As part of my participation in the COST Action UV4growth I have been working on an R packages for analysing and acquiring spectral data using the R system for statistics. They are described and can be downloaded from the blog of the Technical Group 1 (TG1) of the COST Action. The package UVcalc is at version 1.2.0 and will be ready for wide use after a few days of additional testing. There are another two packages under development, but not yet ready for release: one of them is for applying advanced correction algorithms as developed by Lasse Ylianttila from STUK for improving the performance of array spectrometers in the UV region of the spectrum. Another package under development will allow the control and acquisition of spectral data from Ocean Optics spectrometers directly from within R. If you are willing to test or use any of these packages, or even help with the coding, please, contact me. The packages will be released under GPL licence and at the moment are in a Git repository hosted at Bitbucket. The UVcalc repository is already public, the others are private.

High power LEDs

There are now really high power LED modules available at reasonable prices. One manufacturer from Taiwan,  Huey Jann Electronics Industries, has available 100 watt LED modules. They are approximately 5 by 5 cm square and emit as much light as a 1000 W quartz halogen lamp. I have ordered a few 30 W and 100 W LED modules to use in gas-exchange measurements. I ordered them through Kruse Lighting Solutions. (26/11: The LEDs arrived.)

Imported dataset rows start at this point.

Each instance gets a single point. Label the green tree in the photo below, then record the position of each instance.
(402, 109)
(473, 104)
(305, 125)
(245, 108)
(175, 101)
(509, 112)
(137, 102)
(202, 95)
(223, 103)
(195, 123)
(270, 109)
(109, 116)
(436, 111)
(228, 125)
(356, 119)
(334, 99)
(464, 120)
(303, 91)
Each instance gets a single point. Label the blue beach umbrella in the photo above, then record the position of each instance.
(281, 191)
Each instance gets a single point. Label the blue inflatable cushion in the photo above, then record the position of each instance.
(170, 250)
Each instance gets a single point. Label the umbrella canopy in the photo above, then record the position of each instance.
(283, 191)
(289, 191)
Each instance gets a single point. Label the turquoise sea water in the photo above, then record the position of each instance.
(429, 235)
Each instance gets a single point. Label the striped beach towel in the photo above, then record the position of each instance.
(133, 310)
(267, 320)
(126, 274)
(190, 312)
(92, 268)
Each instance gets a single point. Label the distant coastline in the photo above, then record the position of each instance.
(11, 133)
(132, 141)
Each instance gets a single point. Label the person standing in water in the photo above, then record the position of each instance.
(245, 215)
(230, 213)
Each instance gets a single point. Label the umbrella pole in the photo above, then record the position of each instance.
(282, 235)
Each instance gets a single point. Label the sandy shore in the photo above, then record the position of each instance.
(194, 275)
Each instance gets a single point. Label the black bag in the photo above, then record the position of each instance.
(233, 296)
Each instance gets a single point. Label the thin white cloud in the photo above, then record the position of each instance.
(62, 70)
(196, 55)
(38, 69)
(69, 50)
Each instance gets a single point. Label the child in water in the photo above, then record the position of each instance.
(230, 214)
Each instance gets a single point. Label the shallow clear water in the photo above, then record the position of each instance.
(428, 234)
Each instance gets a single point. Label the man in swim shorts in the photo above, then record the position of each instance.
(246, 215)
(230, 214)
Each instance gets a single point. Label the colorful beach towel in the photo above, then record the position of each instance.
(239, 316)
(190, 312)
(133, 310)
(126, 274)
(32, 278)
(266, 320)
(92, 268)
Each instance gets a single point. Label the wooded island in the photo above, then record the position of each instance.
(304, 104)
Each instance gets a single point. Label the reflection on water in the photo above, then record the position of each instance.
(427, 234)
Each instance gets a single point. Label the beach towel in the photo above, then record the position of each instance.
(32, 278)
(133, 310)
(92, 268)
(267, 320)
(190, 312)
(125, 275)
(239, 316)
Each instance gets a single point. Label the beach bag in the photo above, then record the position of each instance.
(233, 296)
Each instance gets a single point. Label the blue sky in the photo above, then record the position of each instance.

The Arduino is a controller/miniature computer on a small board. “Shields” can be attached attached to add funtionality. They are cheap at around 20-25 €. I have ordered one Arduino UNO and a logger shield, and a few extra parts.  I am planning to use one of these to control the dimming of lamps and another one to build a prototype UV-logger to measure UV in canopies.

UV-B, UV-A and blue light sensors ordered

I have ordered one erythemal, one UV-A and one blue light sensor. These are silicon carbide photodiodes with a built-in amplifier. They are made by sglux in Germany. They are small and relatively cheap. The UV ones are inherently visible blind.